Culter
- Full name: Culter Junior Football Club
- Nickname: none
- Founded: 1891
- Ground: Crombie Park, Malcolm Road, Peterculter
- Capacity: 2000
- President: Gordon Thomson
- Manager: Lee Youngson
- League: NoSFL Premier League
- 2025–26: NoSFL Premier League, 3rd of 16 (champions)
| Home colours | Away colours |

= Culter F.C. =

Association football club in Peterculter, Aberdeen, Scotland

Culter Junior Football Club is a Scottish football club from the village of Peterculter, a suburb of Aberdeen. Members of the Scottish Junior Football Association, they currently play in the North of Scotland Football League. The club is based at Crombie Park and their colours are red and white.

==History==

The club was founded in October 1890 by members of the Culter Cricket Club, but did not play any matches until the following year.

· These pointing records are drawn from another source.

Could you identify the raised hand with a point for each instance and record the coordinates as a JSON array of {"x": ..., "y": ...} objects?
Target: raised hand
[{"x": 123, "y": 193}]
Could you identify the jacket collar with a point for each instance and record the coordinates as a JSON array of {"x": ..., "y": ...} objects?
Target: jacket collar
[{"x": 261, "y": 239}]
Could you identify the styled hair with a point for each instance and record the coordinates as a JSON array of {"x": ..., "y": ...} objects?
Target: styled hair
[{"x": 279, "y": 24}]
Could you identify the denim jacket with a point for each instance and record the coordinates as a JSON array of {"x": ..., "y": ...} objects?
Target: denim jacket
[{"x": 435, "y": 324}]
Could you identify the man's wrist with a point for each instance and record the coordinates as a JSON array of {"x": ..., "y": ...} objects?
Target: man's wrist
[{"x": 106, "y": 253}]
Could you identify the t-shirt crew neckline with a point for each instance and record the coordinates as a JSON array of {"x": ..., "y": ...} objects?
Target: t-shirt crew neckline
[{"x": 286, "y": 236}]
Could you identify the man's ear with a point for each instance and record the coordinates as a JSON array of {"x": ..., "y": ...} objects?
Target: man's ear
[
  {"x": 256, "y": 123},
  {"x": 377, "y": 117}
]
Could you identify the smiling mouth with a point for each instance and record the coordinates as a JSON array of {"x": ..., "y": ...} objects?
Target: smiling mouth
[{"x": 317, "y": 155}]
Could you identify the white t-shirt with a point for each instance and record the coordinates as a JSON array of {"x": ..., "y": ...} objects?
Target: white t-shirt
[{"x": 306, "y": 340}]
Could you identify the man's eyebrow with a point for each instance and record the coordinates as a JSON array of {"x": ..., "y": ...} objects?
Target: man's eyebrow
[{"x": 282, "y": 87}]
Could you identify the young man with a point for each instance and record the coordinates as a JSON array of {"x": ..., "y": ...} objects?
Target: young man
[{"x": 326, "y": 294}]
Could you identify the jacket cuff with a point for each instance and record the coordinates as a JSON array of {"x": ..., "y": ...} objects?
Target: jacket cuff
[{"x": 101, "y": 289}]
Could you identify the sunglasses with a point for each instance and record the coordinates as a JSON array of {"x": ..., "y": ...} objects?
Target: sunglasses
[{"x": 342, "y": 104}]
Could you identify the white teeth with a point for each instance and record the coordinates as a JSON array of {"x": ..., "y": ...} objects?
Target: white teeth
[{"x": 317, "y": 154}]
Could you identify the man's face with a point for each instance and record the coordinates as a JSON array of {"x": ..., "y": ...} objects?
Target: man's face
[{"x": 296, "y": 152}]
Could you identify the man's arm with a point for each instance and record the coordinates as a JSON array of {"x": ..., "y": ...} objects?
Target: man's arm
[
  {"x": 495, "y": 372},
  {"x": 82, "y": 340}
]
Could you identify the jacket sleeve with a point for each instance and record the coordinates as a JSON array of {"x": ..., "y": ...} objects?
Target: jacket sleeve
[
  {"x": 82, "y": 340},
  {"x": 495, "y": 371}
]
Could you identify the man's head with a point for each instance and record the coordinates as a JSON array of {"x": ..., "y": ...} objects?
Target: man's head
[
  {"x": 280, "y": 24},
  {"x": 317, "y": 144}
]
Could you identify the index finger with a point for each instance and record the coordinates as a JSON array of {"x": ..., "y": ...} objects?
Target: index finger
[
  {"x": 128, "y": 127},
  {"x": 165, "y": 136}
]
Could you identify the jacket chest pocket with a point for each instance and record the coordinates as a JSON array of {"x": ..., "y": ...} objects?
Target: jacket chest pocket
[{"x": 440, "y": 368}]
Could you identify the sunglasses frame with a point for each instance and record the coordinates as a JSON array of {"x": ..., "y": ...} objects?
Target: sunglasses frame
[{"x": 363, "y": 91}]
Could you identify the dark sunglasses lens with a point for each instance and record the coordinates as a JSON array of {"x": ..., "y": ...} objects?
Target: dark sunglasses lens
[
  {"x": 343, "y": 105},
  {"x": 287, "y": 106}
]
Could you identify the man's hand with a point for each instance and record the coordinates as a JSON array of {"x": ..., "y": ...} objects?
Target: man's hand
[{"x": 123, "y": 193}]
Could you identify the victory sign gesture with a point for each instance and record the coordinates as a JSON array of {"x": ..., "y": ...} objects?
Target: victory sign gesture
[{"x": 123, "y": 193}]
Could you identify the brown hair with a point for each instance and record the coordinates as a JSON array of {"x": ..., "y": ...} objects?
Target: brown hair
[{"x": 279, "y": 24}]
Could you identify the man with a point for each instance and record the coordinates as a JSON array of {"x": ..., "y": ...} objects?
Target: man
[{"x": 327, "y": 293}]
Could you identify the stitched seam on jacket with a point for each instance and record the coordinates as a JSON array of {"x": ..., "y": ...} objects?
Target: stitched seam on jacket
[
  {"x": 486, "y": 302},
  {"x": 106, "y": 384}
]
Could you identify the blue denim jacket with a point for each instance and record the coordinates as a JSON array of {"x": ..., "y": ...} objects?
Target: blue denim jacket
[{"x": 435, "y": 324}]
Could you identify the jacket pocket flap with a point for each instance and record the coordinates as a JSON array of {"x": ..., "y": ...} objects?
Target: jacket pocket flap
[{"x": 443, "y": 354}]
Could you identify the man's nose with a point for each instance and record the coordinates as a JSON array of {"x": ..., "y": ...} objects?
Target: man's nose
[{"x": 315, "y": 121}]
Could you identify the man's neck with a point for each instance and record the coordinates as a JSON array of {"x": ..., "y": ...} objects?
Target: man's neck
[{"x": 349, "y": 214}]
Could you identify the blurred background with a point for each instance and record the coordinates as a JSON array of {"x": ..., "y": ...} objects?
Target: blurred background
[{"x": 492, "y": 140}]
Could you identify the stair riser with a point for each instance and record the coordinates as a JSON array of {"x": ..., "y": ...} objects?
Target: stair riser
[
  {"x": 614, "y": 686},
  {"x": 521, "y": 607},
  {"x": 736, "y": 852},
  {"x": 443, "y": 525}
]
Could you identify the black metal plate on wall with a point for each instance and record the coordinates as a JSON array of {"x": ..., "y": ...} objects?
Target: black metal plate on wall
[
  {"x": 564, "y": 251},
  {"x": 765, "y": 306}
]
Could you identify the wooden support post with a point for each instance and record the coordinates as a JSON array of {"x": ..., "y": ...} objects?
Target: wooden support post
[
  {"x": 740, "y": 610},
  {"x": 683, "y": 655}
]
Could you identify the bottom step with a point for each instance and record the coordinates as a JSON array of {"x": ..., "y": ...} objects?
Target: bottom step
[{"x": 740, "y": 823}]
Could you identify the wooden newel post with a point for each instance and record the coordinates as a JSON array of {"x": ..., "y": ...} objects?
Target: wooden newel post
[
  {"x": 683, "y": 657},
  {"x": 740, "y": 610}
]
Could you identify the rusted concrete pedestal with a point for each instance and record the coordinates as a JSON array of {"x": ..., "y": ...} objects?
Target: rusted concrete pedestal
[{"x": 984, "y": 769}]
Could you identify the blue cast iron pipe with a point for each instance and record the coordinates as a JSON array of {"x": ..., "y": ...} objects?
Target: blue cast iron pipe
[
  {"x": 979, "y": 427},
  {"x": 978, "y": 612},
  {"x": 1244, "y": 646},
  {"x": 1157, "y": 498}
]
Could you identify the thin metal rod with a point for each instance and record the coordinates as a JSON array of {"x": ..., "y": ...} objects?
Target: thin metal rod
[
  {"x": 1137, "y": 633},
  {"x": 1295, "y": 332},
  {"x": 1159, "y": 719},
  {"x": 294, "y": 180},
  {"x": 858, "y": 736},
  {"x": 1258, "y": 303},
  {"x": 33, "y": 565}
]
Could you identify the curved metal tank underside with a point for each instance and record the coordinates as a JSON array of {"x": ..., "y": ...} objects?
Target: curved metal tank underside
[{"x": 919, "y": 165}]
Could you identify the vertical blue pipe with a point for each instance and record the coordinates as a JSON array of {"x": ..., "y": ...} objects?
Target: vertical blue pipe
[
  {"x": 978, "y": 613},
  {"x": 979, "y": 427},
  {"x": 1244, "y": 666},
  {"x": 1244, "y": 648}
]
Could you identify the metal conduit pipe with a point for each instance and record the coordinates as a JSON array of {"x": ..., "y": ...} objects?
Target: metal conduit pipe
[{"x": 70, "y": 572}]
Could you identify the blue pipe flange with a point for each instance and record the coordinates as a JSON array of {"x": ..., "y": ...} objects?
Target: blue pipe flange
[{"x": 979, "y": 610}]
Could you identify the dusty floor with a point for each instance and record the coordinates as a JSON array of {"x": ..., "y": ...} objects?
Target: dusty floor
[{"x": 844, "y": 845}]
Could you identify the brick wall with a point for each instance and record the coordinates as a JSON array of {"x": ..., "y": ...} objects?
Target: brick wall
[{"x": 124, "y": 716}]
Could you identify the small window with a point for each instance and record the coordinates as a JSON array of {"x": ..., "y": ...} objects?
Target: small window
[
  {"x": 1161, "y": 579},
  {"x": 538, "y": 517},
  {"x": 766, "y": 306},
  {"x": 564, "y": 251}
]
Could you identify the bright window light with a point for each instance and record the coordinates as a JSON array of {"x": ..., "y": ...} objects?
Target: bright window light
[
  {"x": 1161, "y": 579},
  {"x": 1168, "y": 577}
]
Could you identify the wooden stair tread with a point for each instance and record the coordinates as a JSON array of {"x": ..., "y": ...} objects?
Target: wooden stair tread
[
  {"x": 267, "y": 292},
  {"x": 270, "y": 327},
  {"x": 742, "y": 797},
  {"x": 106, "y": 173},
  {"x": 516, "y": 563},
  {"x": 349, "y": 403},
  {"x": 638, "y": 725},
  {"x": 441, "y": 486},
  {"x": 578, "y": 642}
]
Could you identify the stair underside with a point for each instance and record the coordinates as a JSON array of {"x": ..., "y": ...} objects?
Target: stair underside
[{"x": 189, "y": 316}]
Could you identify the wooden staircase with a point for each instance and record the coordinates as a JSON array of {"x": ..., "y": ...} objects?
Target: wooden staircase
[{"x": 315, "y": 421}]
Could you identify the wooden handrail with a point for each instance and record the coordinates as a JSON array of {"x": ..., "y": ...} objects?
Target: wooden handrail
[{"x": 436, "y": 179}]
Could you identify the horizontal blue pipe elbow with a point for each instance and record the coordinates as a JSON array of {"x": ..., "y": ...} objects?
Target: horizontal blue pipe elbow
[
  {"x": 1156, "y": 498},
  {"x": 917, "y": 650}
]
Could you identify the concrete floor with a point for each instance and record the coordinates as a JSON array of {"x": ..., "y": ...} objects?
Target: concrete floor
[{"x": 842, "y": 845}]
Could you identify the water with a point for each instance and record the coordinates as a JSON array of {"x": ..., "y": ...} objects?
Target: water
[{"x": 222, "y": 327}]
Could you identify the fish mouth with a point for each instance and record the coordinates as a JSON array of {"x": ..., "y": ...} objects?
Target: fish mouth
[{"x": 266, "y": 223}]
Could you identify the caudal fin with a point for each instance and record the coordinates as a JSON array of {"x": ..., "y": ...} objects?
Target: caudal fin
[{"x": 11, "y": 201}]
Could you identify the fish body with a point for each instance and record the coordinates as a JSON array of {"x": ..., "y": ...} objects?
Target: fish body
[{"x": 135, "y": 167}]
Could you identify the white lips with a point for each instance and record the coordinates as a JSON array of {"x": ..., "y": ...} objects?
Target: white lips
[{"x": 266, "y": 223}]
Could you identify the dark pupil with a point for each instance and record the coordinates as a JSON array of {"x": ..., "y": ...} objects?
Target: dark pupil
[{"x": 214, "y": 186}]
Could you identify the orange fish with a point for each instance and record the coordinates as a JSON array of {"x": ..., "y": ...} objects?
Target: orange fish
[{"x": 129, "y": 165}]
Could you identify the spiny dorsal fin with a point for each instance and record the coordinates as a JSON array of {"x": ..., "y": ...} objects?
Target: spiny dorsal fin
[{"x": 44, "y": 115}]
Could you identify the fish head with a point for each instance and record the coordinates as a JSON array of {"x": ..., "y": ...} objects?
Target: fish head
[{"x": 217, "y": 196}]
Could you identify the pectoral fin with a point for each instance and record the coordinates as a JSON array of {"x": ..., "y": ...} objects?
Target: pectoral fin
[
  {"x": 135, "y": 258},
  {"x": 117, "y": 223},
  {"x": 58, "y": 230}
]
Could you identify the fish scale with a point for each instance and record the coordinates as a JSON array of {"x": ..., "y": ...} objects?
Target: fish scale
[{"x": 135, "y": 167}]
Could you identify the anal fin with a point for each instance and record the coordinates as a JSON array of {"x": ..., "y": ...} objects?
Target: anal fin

The club was originally a Junior club, but spent the 1895–96 and 1896–97 seasons as a member of the Scottish Football Association, entering the Scottish Qualifying Cup in both seasons, although it lost 8–0 in the first round both times, to Orion and Victoria United respectively. As a senior club Culter wore blue and white stripes and played at Culter Park.

The club suffered a tragedy in October 1892, when one of its players, right-back William Wallace, died of injuries he suffered after colliding with a Victoria Rangers player in a friendly between the two sides; the incident had seemed so slight that Wallace continued playing for a short while, but his condition deteriorated overnight.

Culter made history, along with Linlithgow Rose and Pollok by becoming the first Junior football teams to enter the first round proper of the Scottish Cup for the 2007–08 competition. This was due to the SFA allowing up to four Junior teams to enter, if those teams had won one of the three Super Leagues or the Scottish Junior Cup. They have played in the Cup on six occasions, in 2007–08, 2011–12, 2013–14, 2014–15, 2023–24 and 2024–25, reaching the third round on the first three occasions.

The team have been managed since November 2018 by Lee Youngson.

==Honours==
- North Region Superleague / Premier League winners: 2003–04, 2004–05, 2005–06, 2006–07, 2010–11, 2012–13, 2013–14, 2022–23, 2023–24, 2024–25
- North East Division One winners: 2000–01
- North Regional Cup: 1989–90, 1999–00, 2011–12, 2013–14, 2022–23, 2024–25
- McLeman Cup: 1988–89, 1992–93, 2000–01, 2009–10, 2010–11, 2012–13, 2013–14, 2022–23, 2023–24
- North Region Grill League Cup: 2005–06, 2010–11, 2022–23, 2023–24
- Jim McPherson Trophy: 2023–24, 2024–25, 2025–26
- Archibald Cup: 1987–88, 1989–90
- Jimmy Gibb Trophy: 2000–01
- Aberdeen Cable TV Cup: 1989–90, 1992–93
- Acorn Heating Cup: 2002–03, 2004–05

==Scottish Cup==
Culter won their very first Scottish Cup proper tie at Crombie Park on Saturday 29 September 2007. They beat Hawick Royal Albert of the East of Scotland Football League, 7–0 in the First Round. They were drawn in a tough second round tie with Vale of Leithen at home, goals from Gordon Farmer and a goal four minutes from time by Graham Cadger was enough to see them progress through to the third round with a 2–1 scoreline. They were then drawn to face Huntly in the third round on 24 November, where their campaign ended in a 3–1 defeat.

In the 2011–12 season, Culter again advanced to the third round—despite losing to Spartans in the second round—as Spartans were expelled from the competition for fielding an ineligible player. They held Partick Thistle to a draw at home before being defeated 4–0 in the replay at Firhill.

In the 2013–14 season, they reached the third round yet again, beating Newton Stewart, of the South of Scotland Football League, 6–0 in the second round. In the third round, they held Berwick Rangers at home, but lost the replay 3–1. In the following season, 2014–15, they qualified yet again, but were beaten 7–1 in the second round by Bo'ness United of the SJFA East Region Super League.